CHAPTER V
PHYLLIS AND BARBARA ENTER THE LISTS
AUNT HENRIETTA always stayed until November in her cottage near Marblehead. She said that she never enjoyed the ocean until she was alone with it, and Jessamy suggested afterward that it was a trifle hard on the ocean—a severe remark for Jessamy, whose genuinely high standards of good breeding forbade unkind comment on others—even on Aunt Henrietta, though she was trying.
Immediately on her return to town, Mrs. Hewlett came to look up "her fallen kindred," as Barbara said.
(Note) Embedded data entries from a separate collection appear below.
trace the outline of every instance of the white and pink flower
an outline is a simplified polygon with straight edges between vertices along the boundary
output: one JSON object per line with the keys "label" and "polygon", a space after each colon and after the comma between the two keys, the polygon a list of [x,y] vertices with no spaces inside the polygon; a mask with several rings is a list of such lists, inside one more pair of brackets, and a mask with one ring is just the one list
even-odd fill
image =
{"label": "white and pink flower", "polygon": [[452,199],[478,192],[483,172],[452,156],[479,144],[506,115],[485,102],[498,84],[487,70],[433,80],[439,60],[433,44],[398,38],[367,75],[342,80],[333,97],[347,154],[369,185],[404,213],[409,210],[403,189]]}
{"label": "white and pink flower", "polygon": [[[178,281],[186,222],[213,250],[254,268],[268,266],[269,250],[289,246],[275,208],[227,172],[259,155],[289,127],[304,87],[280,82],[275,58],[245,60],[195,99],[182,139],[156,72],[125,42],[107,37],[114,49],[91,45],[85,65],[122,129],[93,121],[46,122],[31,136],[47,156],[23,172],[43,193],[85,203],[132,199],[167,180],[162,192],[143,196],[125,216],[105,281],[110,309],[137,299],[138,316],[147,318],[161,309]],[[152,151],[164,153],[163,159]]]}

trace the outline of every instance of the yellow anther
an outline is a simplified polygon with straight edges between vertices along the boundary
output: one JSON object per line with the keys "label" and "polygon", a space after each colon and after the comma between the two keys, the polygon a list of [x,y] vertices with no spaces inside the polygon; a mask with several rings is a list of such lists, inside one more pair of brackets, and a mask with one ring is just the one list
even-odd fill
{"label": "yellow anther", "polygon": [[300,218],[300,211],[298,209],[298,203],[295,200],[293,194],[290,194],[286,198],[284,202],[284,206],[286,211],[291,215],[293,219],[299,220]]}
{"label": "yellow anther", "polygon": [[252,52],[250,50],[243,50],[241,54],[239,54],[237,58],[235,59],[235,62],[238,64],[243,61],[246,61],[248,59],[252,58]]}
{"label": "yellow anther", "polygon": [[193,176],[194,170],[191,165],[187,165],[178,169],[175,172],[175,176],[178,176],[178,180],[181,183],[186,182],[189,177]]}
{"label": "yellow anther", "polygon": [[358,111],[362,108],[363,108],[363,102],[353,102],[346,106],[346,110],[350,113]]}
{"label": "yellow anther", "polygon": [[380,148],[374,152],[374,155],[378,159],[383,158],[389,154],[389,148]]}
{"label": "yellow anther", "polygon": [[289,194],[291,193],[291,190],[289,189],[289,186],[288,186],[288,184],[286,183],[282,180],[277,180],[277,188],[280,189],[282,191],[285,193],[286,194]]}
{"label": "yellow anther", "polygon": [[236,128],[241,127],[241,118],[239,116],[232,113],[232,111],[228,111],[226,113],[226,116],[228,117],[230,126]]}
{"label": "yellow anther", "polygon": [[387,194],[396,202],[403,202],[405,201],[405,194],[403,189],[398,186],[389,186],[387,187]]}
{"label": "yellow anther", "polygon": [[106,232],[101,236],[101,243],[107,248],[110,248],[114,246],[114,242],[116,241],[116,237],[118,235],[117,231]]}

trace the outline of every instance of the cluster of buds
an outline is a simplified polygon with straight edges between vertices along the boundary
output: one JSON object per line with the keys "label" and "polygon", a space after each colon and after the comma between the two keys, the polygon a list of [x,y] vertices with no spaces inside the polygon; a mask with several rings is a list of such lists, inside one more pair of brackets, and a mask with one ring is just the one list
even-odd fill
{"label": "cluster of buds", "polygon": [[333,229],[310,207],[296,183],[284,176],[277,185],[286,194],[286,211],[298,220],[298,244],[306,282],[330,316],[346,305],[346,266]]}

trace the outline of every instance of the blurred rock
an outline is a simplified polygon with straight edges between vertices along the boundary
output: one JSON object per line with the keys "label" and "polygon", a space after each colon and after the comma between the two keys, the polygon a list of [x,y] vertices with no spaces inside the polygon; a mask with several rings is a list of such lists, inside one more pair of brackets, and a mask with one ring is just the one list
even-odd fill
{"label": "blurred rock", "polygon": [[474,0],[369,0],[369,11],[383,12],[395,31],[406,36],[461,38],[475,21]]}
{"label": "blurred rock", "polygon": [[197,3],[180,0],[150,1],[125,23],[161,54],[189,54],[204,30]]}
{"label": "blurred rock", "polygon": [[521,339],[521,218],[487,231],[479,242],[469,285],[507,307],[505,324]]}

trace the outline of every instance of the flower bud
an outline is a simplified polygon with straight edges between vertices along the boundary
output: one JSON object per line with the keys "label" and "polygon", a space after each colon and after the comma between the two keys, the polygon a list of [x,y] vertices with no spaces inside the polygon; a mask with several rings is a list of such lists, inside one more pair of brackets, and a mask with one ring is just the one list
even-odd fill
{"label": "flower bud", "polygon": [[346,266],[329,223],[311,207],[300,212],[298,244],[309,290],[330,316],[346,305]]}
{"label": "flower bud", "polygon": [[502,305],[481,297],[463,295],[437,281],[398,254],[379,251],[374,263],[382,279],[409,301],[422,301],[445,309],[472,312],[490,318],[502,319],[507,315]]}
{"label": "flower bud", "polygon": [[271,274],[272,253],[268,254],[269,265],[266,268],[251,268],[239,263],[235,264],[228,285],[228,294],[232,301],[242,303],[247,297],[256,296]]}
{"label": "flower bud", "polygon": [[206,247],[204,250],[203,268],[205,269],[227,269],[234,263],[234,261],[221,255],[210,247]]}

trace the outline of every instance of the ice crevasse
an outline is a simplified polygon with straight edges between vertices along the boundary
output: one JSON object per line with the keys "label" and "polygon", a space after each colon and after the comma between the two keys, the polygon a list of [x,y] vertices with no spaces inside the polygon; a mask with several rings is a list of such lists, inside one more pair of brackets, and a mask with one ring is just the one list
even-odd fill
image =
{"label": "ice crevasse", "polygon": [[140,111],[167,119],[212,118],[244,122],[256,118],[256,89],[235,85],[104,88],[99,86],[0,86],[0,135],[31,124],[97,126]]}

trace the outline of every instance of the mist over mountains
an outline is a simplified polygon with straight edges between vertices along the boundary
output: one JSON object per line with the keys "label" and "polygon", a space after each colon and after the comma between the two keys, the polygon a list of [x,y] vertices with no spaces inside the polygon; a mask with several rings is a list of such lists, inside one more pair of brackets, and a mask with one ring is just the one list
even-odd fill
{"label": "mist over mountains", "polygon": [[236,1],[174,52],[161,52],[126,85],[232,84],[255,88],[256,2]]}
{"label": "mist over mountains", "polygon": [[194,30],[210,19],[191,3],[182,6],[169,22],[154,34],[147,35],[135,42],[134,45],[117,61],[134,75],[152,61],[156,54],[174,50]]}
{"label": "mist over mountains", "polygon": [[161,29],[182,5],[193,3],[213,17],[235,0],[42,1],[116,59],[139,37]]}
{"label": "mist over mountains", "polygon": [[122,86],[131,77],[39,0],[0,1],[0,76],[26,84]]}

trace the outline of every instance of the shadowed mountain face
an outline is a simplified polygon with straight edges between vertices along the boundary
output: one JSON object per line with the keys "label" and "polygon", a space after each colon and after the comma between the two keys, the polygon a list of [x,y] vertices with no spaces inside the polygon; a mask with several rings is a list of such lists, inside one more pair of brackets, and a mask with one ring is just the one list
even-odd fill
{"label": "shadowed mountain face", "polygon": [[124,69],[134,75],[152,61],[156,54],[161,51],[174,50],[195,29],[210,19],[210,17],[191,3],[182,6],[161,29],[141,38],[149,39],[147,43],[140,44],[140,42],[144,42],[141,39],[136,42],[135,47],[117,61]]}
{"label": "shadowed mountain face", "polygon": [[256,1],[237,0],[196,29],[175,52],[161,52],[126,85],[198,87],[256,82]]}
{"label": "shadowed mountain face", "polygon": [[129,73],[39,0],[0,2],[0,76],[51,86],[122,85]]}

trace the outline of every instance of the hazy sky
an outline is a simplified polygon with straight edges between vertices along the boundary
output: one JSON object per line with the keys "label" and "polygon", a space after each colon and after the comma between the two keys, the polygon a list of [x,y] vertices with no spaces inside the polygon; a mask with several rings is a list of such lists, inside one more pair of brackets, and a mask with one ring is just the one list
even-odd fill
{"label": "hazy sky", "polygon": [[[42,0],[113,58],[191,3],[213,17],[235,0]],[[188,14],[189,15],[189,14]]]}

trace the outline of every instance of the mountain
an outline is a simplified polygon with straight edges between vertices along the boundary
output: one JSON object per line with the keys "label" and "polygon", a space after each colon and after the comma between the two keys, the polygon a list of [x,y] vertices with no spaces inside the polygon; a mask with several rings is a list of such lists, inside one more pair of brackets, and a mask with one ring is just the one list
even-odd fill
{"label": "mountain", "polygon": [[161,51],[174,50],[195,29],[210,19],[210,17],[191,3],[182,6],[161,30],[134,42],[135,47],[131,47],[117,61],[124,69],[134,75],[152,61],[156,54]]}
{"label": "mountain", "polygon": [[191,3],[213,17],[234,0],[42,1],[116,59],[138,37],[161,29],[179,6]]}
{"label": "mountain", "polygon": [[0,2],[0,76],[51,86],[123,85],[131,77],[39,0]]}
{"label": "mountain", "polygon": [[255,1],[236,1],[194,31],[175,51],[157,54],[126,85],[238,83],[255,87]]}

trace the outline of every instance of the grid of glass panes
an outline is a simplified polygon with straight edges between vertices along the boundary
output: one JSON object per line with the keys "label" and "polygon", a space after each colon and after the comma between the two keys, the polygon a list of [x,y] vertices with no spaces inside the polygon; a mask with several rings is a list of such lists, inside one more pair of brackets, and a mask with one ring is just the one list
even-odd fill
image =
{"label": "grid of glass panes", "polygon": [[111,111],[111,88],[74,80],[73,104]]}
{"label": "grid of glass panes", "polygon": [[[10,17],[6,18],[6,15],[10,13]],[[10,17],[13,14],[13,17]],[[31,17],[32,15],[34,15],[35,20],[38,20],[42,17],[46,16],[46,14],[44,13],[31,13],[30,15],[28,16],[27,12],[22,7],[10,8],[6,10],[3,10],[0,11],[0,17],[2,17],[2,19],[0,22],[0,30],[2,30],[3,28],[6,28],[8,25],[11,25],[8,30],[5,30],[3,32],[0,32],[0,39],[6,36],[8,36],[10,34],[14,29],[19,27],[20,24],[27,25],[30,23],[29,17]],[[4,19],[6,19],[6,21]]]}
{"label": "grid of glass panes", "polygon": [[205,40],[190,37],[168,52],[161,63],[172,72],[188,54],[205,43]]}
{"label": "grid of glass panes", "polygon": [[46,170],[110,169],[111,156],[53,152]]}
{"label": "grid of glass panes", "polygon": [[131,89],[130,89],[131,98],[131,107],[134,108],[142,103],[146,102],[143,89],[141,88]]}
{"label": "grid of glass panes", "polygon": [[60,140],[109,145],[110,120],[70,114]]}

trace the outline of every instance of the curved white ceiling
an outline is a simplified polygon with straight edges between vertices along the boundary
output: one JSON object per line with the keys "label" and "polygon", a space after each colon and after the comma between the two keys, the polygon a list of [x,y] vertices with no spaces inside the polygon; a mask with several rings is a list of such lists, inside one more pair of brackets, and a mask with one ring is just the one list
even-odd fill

That young lady went down to the parlor to conduct her great-aunt to her mother. "It would make a lovely title for a Sunday-school book, wouldn't it?" she said, turning from the glass, where she had been inspecting the last faint trace of the mishap to her nose. "'Little Barbara's Upward Leading,' or 'Toward the Skies,' or 'Helped Upward,' or 'Mounting Heavenward,' or even simply 'Uplifted.'"
"Barbara, I am ashamed of you!" said her mother, as severely as she could, while trying not to laugh.
"Now, Bab, do be nice," pleaded Jessamy.
"Nice! I'd like to know what could be nicer than to plan moral little titles like those?" said Bab, in an injured tone. "But don't worry; I'll be a sweet morsel when I get down there."